La réforme de la fonction publique proposée par le gouvernement s’inspire des pires exemples du secteur privé. Mais l’on ne voit pas en quel sens cette approche démagogique contribuera à l’amélioration du service public.
Lors de la dernière campagne électorale, celui qui présidait alors le CSV, François Biltgen, n’avait pas hésité à prévenir que son parti allait réformer la fonction publique, en abaissant notamment les traitements de départ des fonctionnaires nouvellement engagés. Le pari semblait risqué, tant l’on connaît le poids électoral et l’influence politique de ce corps. N’ont-ils pas fait chèrement payer au LSAP, lors des élections de 1999, la réforme des retraites, ce qui lui a coûté la participation gouvernementale au profit d’un DP qui avait engrangé les voix de fonctionnaires en colère ? Mais d’autres règles régissent le CSV : non seulement ses résultats électoraux ne se sont pas effrités, mais ils ont atteint un score historique.
Désormais, celui qui avait annoncé la cure est aux commandes du ministère de la fonction publique. Et il semble vouloir tenir ses promesses.
Dans un contexte de crise où le mot « économies » se trouve quasiment sur toutes les lèvres, François Biltgen a beau jeu. Réduire les traitements d’entrée des fonctionnaires peut paraître séduisant, du moins aux oreilles de celles et ceux qui ne se destinent pas à cette carrière. Parallèlement, le ministre propose d’augmenter les traitements des hauts cadres, arguant qu’à compétences égales, ces derniers pourraient toucher bien plus dans le secteur privé. Il faut de bons chefs, efficacité oblige. L’efficacité, justement : comme il faut l’améliorer, les fonctionnaires seront soumis à une évaluation régulière et arbitraire, ce qui aura un impact sur le rythme de leur avancement. Normal, comme dans le privé, les « meilleurs » doivent être récompensés et les cancres sanctionnés. Tant qu’il y est, Biltgen veut faire appliquer une mentalité de caserne des plus douteuses : son projet prévoit en effet d’exclure de la fonction publique les agents en désaccord avec l’orientation politique générale de l’Etat.
Bref, toutes ces réformes sont envisagées au nom de l’amélioration du fonctionnement du service public. Mais sera-ce vraiment le cas ? Ce qui est déplorable dans la discussion concernant la réforme de la fonction publique, c’est que les propositions d‘ « amélioration » se calquent systématiquement sur les pratiques managériales du privé, comme si celles-ci représentaient le parangon du monde du travail.
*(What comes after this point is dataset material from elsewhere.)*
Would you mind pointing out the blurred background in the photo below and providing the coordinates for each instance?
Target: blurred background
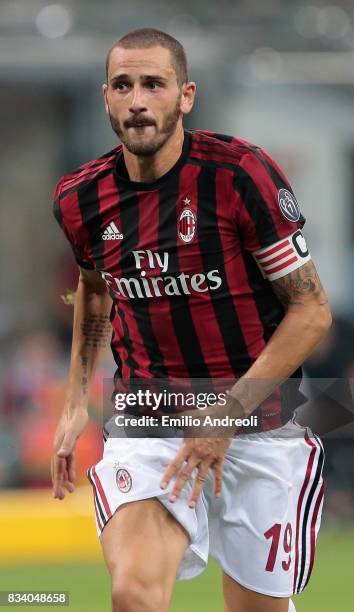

Augmentation de la pression, évaluation arbitraire émanant du supérieur hiérarchique, mise en concurrence des agents, abaissement des traitements pour les carrières inférieures et moyennes : en quel sens ces réformes contribueront-elles à une amélioration du service aux citoyens ? En quoi la dégradation des conditions de travail et des rémunérations des fonctionnaires profiterait-elle aux salarié-e-s du privé et aux citoyens en général?
Il ne s’agit évidemment pas d’exclure d’entrée toute idée de réforme ou d’amélioration du service public, qui en a certainement besoin. Mais pourquoi ne pas procéder autrement ? Au lieu de s’inspirer des pires pratiques du secteur privé, la fonction publique pourrait plutôt servir d’exemple. D’accord pour une amélioration du fonctionnement des administrations, mais selon les besoins réels des citoyens (car c’est de cela qu’il s’agit, n’oublions pas que le service public poursuit d’autres finalités que le secteur marchand) et de concert avec les préoccupations des agents, dont le sérieux est trop souvent tourné en ridicule. Pourquoi ne pas imaginer des systèmes d’évaluation et d’amélioration impliquant tous les acteurs et bénéficiaires des services de l’Etat. Ce serait une belle révolution démocratique qui pourrait faire tâche d’huile!